Karl Schamotta, chief market strategist at Corpay in Toronto, said global investors are reducing cross-border exposure and moving capital toward safer assets.

According to Schamotta, this shift is pushing money into traditional safe havens while weakening currencies issued by countries that depend heavily on energy imports.

Euro Weakens as Dollar Index Rises

The euro fell 0.4% against the U.S. dollar, trading at $1.1466. Meanwhile, the dollar index—measuring the greenback’s performance against a basket of major currencies—rose 0.4% to 100.10. For the week, the index gained around 1.1%, marking its second straight weekly advance.

Despite the dollar’s strength, Schamotta warned that the foreign exchange market faces potential volatility in both directions.

He noted that as the conflict continues, both Tehran and Washington may have incentives to return to negotiations.
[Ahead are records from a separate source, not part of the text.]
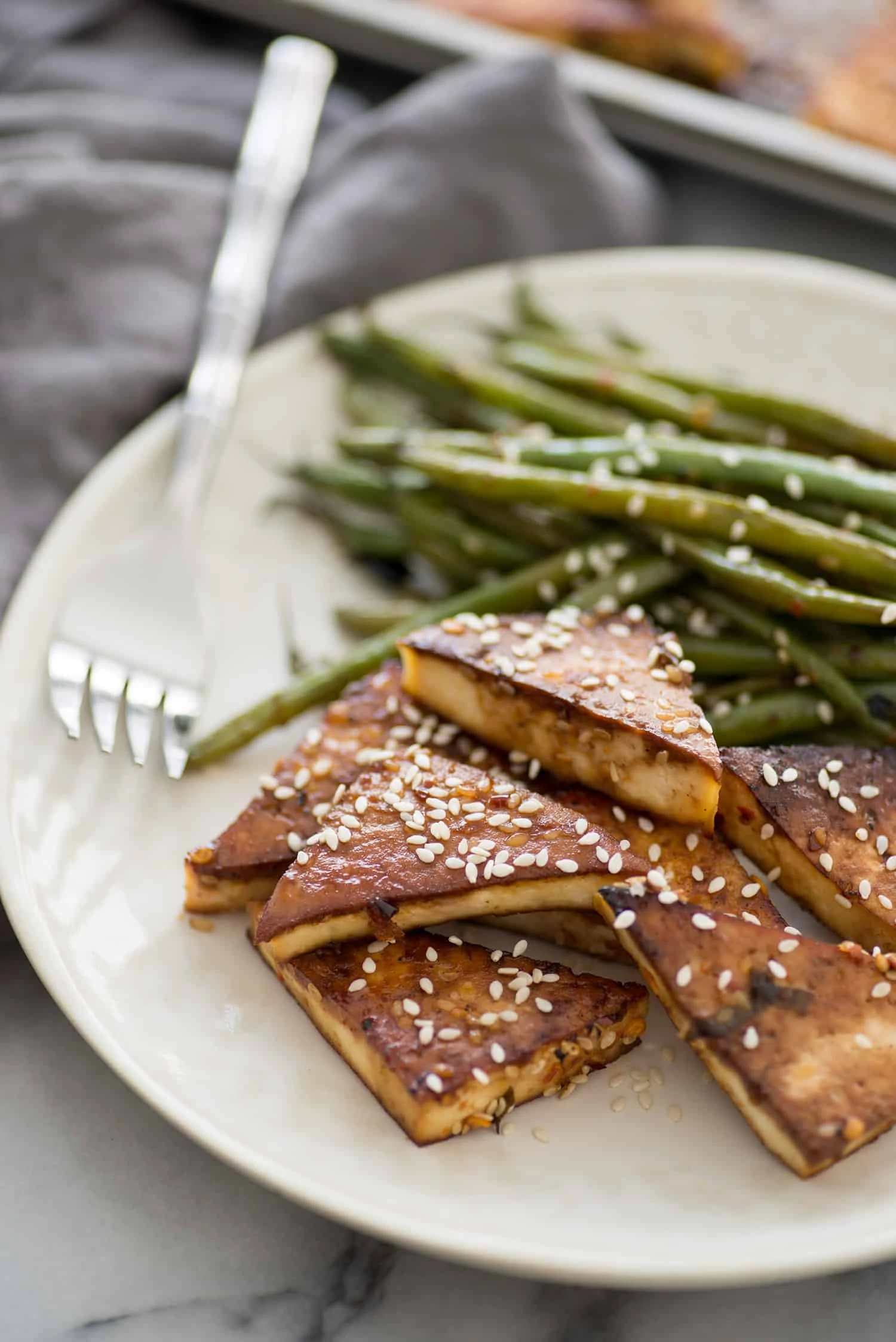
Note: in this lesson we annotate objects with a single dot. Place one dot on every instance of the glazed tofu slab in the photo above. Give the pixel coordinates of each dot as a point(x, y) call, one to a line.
point(701, 867)
point(250, 856)
point(450, 1036)
point(599, 701)
point(420, 839)
point(823, 822)
point(799, 1033)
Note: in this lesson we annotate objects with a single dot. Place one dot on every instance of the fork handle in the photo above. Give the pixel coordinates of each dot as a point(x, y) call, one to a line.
point(272, 164)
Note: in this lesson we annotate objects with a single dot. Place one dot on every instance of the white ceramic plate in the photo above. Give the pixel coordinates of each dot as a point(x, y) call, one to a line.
point(90, 849)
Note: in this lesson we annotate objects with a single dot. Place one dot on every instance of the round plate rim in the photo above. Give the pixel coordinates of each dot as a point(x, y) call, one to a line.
point(475, 1248)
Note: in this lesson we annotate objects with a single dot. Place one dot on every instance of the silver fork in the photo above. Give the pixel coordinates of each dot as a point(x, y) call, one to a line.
point(132, 627)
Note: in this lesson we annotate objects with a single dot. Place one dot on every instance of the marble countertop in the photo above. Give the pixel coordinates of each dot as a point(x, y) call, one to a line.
point(116, 1227)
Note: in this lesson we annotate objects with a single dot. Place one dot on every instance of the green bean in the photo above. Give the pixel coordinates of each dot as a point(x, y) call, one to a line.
point(643, 396)
point(685, 508)
point(449, 404)
point(773, 717)
point(427, 514)
point(635, 579)
point(777, 587)
point(502, 389)
point(522, 591)
point(351, 481)
point(796, 475)
point(376, 619)
point(793, 651)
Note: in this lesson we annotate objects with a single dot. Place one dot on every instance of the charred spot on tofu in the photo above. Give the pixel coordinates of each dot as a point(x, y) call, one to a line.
point(600, 701)
point(823, 821)
point(800, 1034)
point(419, 1023)
point(436, 840)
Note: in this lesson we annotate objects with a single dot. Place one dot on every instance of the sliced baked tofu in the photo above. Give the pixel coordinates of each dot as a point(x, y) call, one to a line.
point(422, 1024)
point(600, 701)
point(701, 867)
point(250, 856)
point(419, 839)
point(824, 822)
point(800, 1034)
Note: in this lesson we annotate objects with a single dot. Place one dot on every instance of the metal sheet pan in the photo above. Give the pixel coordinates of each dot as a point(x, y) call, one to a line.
point(640, 108)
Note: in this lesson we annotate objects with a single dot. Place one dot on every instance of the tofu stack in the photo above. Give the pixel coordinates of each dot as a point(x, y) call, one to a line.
point(553, 776)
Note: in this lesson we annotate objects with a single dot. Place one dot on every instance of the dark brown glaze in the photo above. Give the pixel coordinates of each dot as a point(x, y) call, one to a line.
point(682, 38)
point(815, 822)
point(372, 714)
point(821, 1068)
point(582, 1007)
point(375, 865)
point(858, 97)
point(690, 859)
point(564, 661)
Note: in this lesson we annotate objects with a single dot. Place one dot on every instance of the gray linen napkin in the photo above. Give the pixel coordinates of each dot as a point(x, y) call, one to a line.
point(114, 148)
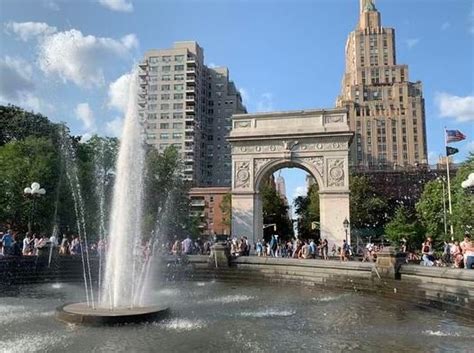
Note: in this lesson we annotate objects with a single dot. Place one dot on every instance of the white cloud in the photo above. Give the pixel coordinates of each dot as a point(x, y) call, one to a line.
point(117, 5)
point(118, 93)
point(17, 87)
point(86, 137)
point(74, 57)
point(412, 42)
point(459, 108)
point(245, 95)
point(51, 5)
point(16, 78)
point(29, 30)
point(300, 191)
point(114, 127)
point(433, 157)
point(470, 146)
point(84, 113)
point(445, 26)
point(265, 103)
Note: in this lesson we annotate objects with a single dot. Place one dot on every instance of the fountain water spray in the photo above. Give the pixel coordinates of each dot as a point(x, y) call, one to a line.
point(120, 280)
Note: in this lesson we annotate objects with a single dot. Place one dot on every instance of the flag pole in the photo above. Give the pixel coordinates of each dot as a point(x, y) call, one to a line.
point(451, 230)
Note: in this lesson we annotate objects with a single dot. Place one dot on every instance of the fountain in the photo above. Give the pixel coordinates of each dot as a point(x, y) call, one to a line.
point(122, 299)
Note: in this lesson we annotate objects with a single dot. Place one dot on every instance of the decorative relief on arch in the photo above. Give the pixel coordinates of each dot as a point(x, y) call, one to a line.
point(242, 175)
point(259, 163)
point(335, 172)
point(317, 162)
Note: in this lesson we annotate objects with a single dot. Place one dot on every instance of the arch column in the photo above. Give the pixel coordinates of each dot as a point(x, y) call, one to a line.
point(334, 209)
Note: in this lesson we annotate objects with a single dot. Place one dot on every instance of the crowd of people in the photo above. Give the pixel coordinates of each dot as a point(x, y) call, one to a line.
point(455, 254)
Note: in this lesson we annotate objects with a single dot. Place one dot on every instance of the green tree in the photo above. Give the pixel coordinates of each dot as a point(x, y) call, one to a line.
point(368, 208)
point(17, 124)
point(166, 204)
point(23, 162)
point(404, 226)
point(307, 210)
point(275, 211)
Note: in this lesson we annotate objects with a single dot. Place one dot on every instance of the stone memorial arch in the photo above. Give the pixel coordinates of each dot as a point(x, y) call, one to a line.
point(316, 141)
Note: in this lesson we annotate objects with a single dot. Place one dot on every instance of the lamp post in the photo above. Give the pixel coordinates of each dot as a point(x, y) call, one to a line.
point(442, 180)
point(346, 227)
point(33, 192)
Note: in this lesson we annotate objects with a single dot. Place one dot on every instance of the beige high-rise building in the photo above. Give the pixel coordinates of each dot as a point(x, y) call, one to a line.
point(189, 105)
point(386, 110)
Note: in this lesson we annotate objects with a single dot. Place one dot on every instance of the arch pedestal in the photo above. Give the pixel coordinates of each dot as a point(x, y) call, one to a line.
point(316, 141)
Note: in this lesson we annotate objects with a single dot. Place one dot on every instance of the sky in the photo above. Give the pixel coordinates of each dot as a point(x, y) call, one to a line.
point(69, 59)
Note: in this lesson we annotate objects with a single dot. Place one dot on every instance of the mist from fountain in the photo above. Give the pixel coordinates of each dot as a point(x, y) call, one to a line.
point(120, 283)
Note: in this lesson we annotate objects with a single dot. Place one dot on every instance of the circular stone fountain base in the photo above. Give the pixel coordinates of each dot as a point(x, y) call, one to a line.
point(82, 314)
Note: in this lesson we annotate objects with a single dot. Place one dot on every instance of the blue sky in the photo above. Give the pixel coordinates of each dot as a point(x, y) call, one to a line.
point(65, 58)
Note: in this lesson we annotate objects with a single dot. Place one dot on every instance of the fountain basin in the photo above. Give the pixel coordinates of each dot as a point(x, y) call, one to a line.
point(82, 314)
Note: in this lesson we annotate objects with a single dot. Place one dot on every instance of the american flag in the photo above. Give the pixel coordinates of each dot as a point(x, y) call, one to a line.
point(454, 136)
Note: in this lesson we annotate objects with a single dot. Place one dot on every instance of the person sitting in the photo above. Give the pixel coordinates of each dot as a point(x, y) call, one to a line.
point(427, 252)
point(467, 247)
point(456, 255)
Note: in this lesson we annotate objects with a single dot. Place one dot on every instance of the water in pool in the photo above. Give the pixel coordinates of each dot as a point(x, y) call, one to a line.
point(224, 317)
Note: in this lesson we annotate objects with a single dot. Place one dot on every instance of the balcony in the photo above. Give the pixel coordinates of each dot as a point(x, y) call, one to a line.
point(198, 203)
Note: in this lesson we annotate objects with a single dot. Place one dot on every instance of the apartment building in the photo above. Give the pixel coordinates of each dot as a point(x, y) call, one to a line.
point(188, 105)
point(386, 110)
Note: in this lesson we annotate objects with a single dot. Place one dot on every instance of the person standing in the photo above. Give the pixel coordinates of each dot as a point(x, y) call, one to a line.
point(7, 242)
point(187, 246)
point(467, 247)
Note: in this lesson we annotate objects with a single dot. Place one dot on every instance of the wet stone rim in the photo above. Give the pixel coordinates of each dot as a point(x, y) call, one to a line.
point(81, 314)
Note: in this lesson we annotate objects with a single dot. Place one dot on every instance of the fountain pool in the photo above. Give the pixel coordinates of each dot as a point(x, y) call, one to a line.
point(218, 317)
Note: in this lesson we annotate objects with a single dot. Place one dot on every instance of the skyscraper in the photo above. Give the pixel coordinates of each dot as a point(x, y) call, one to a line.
point(386, 110)
point(189, 106)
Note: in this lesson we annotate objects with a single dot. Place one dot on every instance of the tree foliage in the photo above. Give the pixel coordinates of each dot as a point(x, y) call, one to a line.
point(404, 225)
point(307, 210)
point(23, 162)
point(166, 201)
point(430, 208)
point(17, 124)
point(368, 208)
point(275, 211)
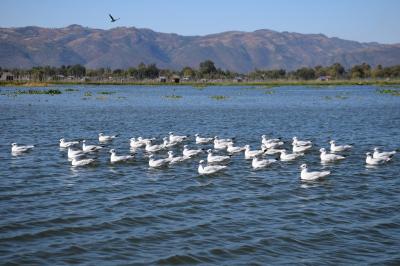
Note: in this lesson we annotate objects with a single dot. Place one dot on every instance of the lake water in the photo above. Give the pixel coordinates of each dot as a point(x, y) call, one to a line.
point(52, 214)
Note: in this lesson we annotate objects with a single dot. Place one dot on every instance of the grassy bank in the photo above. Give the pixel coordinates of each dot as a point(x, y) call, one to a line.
point(274, 83)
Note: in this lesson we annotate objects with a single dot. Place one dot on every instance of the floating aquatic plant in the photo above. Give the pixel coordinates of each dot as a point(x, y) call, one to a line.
point(173, 97)
point(219, 97)
point(50, 92)
point(70, 90)
point(392, 92)
point(106, 92)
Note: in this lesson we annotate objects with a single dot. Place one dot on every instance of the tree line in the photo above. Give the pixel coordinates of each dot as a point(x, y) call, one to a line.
point(205, 70)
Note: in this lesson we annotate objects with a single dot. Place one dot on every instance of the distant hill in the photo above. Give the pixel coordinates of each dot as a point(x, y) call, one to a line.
point(235, 50)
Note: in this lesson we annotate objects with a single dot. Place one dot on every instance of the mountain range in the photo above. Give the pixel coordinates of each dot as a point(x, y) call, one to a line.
point(124, 47)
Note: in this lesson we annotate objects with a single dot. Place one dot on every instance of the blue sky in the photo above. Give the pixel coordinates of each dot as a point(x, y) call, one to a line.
point(360, 20)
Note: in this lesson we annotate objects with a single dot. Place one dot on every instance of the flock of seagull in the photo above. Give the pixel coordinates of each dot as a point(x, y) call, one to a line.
point(214, 162)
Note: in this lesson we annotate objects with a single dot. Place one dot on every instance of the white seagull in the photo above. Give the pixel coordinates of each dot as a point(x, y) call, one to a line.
point(66, 144)
point(174, 138)
point(81, 162)
point(216, 158)
point(74, 153)
point(329, 157)
point(153, 148)
point(176, 159)
point(190, 153)
point(209, 169)
point(233, 149)
point(286, 157)
point(378, 154)
point(90, 148)
point(310, 176)
point(297, 142)
point(18, 149)
point(169, 144)
point(135, 143)
point(339, 148)
point(226, 141)
point(301, 149)
point(376, 161)
point(265, 140)
point(153, 163)
point(270, 151)
point(114, 158)
point(200, 140)
point(249, 154)
point(271, 143)
point(105, 138)
point(257, 163)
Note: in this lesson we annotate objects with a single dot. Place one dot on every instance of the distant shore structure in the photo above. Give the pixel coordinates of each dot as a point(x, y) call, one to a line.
point(7, 76)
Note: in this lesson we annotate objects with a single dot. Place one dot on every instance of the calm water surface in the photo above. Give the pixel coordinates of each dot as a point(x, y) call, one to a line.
point(52, 214)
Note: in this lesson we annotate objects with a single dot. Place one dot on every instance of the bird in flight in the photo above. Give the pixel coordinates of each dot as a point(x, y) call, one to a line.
point(113, 19)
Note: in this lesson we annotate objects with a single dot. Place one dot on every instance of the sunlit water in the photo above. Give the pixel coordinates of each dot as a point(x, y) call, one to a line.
point(52, 214)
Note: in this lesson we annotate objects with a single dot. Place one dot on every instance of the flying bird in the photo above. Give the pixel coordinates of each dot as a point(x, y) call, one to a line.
point(112, 18)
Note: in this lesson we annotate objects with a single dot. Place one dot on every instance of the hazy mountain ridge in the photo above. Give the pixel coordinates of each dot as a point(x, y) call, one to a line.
point(234, 50)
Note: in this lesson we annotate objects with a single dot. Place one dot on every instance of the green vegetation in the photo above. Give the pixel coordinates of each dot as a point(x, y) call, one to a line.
point(50, 92)
point(219, 97)
point(106, 92)
point(389, 91)
point(70, 90)
point(173, 97)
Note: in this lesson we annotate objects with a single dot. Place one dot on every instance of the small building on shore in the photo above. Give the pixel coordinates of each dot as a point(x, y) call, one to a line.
point(324, 78)
point(176, 78)
point(7, 76)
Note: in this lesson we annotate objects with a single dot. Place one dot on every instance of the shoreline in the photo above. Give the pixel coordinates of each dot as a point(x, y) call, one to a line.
point(275, 83)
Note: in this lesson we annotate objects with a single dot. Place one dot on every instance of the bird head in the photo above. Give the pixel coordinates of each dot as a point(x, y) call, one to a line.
point(303, 166)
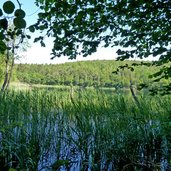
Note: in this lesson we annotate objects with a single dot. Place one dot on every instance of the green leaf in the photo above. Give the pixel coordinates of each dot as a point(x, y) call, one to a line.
point(8, 7)
point(11, 169)
point(4, 23)
point(3, 46)
point(20, 13)
point(19, 23)
point(32, 29)
point(1, 13)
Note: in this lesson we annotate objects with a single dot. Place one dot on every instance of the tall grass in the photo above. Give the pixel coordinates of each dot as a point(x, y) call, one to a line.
point(92, 130)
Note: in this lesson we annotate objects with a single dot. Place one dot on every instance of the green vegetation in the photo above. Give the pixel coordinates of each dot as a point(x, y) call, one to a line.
point(86, 74)
point(92, 129)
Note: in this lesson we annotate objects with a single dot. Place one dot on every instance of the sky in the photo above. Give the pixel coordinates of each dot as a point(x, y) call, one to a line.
point(41, 55)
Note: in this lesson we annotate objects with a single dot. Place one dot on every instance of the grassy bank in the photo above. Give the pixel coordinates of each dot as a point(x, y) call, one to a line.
point(95, 130)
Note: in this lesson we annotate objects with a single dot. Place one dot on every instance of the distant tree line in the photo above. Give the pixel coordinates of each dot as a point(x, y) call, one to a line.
point(85, 73)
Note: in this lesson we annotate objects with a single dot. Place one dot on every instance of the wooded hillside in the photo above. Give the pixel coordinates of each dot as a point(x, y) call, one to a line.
point(85, 73)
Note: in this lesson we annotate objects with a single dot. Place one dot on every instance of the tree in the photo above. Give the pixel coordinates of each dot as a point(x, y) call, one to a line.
point(12, 37)
point(140, 28)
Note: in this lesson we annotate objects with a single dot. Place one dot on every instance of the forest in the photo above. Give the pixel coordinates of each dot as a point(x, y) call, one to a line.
point(88, 115)
point(86, 74)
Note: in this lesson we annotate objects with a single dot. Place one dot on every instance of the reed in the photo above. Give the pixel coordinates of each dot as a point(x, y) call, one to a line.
point(95, 130)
There are increasing expectations that the two sides could reach a face-saving agreement as soon as the weekend.

Inflation Data Clouds Federal Reserve Outlook

New data released on Friday showed U.S. consumer spending rose slightly more than expected in January. Combined with persistent inflation pressures and geopolitical tensions, the figures reinforced economists’ expectations that the Federal Reserve may delay interest rate cuts.

Sonu Varghese, global macro strategist at Carson Group, said the latest personal consumption expenditures inflation data indicates inflation concerns were already present before the Middle East crisis intensified.

According to Varghese, the Federal Reserve already faces significant challenges in controlling inflation, and the current geopolitical environment could worsen the situation. As a result, the central bank may postpone rate cuts until 2026 and could even consider discussing potential rate hikes later this year.

Since the escalation of the Iran conflict pushed oil prices higher two weeks ago, traders had moved expectations for the first Fed rate cut to as late as December. However, current market pricing suggests investors now anticipate the next rate cut to occur around September.

Euro Faces Pressure Ahead of ECB Meeting

Investors are now turning their attention to the European Central Bank’s policy meeting scheduled for next Thursday. Some traders believe rising oil prices could force the ECB to consider tightening monetary policy later this year.

Nevertheless, economists remain cautious. Higher energy prices tend to weigh heavily on economies that depend on fuel imports, raising concerns about slower economic growth across Europe.

Jane Foley, head of FX strategy at Rabobank, noted that disruptions to shipping through the Strait of Hormuz could persist for some time.

Due to these risks, Rabobank has lowered its short-term forecast for the EUR/USD exchange rate. The bank now expects the pair to trade around 1.14 over the next month and approximately 1.15 within three months, down from previous estimates of 1.16.

Yen Slides Toward Intervention Levels

The Japanese yen weakened to 159.69 per dollar, its lowest level since July 2024, before recovering slightly to trade 0.1% higher at 159.20 per dollar.

Japan’s Finance Minister Satsuki Katayama said authorities are prepared to take necessary action if currency movements begin to significantly impact households and businesses. She also confirmed that Japanese officials remain in close contact with U.S. authorities regarding foreign exchange developments.

Analysts warn that policymakers may grow increasingly concerned about the impact of a weak yen on already high import costs. This could increase the likelihood of government intervention to stabilize the currency in the coming weeks.

Bitcoin Hits Nine-Day High

Meanwhile, leading cryptocurrency bitcoin gained 4.5%, climbing to $73,374 and reaching its highest level in nine days as investors continued to monitor global market developments.